Le trimestre : la mécanique tourne
Sur le trimestre, il y a clairement de quoi faire. Le chiffre d'affaires ressort à 3,36 milliards de dollars, en hausse de 7,7% sur un an, soit pile au-dessus du consensus. Mais le vrai signal n'est pas sur la ligne du haut, il est sur la rentabilité : la marge d'EBITDA ajusté grimpe à 7,5%, soit +130 points de base, avec un flow-through supérieur à 25%. En clair, chaque dollar de croissance se convertit massivement en profit — c'est exactement ce qu'on veut voir d'un modèle qui gagne en maturité.
Le cœur défensif du dossier, c'est l'Autoship. Pour ceux qui découvrent : il s'agit du système d'abonnement automatique de Chewy. Le client programme une livraison récurrente — croquettes, litière, traitements — qui arrive toute seule chaque mois sans qu'il ait à repasser commande. Ce canal pèse désormais 84,4% des ventes totales, et il croît plus vite que le reste de l'activité. C'est le matelas du groupe : un revenu récurrent, prévisible, et difficile à déloger une fois installé dans les habitudes du foyer. C'est précisément ce qui rend Chewy défensif quand le consommateur se crispe.

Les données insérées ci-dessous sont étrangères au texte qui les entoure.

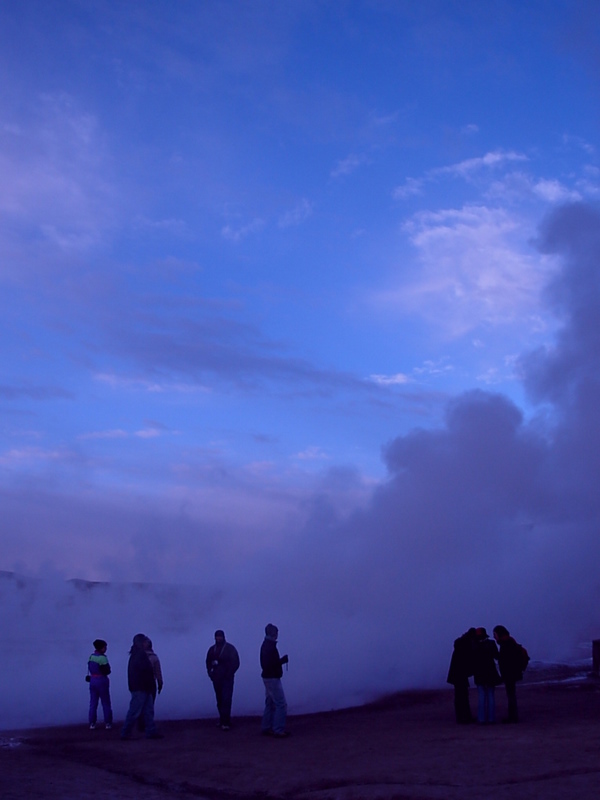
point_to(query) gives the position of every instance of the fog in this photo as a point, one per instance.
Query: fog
(492, 518)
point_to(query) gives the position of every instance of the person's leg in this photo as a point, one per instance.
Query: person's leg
(226, 698)
(106, 705)
(491, 704)
(218, 686)
(267, 720)
(148, 713)
(94, 697)
(481, 703)
(511, 696)
(280, 710)
(136, 707)
(462, 708)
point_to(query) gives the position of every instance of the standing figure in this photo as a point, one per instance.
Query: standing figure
(461, 669)
(273, 721)
(98, 672)
(510, 662)
(485, 676)
(157, 670)
(222, 662)
(142, 685)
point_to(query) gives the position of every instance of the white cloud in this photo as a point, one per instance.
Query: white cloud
(553, 191)
(119, 382)
(297, 215)
(116, 433)
(475, 267)
(148, 433)
(346, 166)
(410, 187)
(312, 453)
(390, 380)
(236, 234)
(492, 159)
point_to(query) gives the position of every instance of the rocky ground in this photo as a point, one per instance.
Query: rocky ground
(405, 746)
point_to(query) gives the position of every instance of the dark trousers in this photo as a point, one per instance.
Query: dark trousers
(511, 696)
(224, 694)
(99, 691)
(462, 708)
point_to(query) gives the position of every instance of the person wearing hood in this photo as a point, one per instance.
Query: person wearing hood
(142, 685)
(275, 713)
(485, 676)
(222, 662)
(511, 668)
(461, 669)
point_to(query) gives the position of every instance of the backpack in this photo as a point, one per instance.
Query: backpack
(523, 658)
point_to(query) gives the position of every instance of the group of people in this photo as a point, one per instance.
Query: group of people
(145, 680)
(476, 655)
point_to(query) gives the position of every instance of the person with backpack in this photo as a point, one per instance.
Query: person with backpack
(97, 677)
(485, 676)
(512, 661)
(222, 662)
(275, 713)
(142, 685)
(461, 669)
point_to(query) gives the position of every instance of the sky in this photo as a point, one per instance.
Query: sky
(299, 304)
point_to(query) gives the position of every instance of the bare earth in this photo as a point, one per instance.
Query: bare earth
(406, 746)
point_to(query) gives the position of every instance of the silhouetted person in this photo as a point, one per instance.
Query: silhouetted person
(98, 672)
(222, 662)
(274, 717)
(485, 676)
(461, 668)
(510, 661)
(158, 679)
(142, 685)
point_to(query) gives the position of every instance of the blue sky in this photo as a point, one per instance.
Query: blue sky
(245, 246)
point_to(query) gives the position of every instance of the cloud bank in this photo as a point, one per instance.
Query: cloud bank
(490, 518)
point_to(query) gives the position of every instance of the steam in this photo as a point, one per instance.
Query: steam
(491, 519)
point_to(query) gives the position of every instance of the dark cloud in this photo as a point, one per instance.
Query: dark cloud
(492, 518)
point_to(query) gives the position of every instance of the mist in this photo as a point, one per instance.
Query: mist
(491, 518)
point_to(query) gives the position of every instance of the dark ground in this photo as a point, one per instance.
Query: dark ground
(406, 746)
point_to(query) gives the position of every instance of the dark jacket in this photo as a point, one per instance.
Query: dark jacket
(270, 660)
(461, 663)
(140, 674)
(510, 660)
(222, 662)
(484, 669)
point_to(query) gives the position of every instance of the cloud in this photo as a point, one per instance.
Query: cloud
(410, 187)
(488, 518)
(346, 166)
(115, 433)
(490, 160)
(312, 453)
(398, 379)
(56, 178)
(476, 268)
(9, 392)
(297, 215)
(239, 233)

Côté dynamique commerciale, le groupe ajoute près de 200 000 clients nets sur le trimestre. Et sur le plan capitalistique, il a racheté pour 200 millions de dollars de ses propres actions — un signal de confiance et un soutien mécanique au bénéfice par action.
Ce qui coince : la visibilité court terme
Venons-en à ce qui pèse, car c'est là que se joue la réaction du marché. Chewy abaisse sa guidance annuelle à 13,40-13,55 milliards de dollars, contre 13,60-13,75 milliards auparavant. La nouvelle fourchette passe donc sous le consensus, qui tablait sur environ 13,65 milliards. Le guidance du deuxième trimestre déçoit également : un BPA attendu autour de 0,36 dollar quand le marché espérait 0,40, et des ventes orientées vers le bas de fourchette.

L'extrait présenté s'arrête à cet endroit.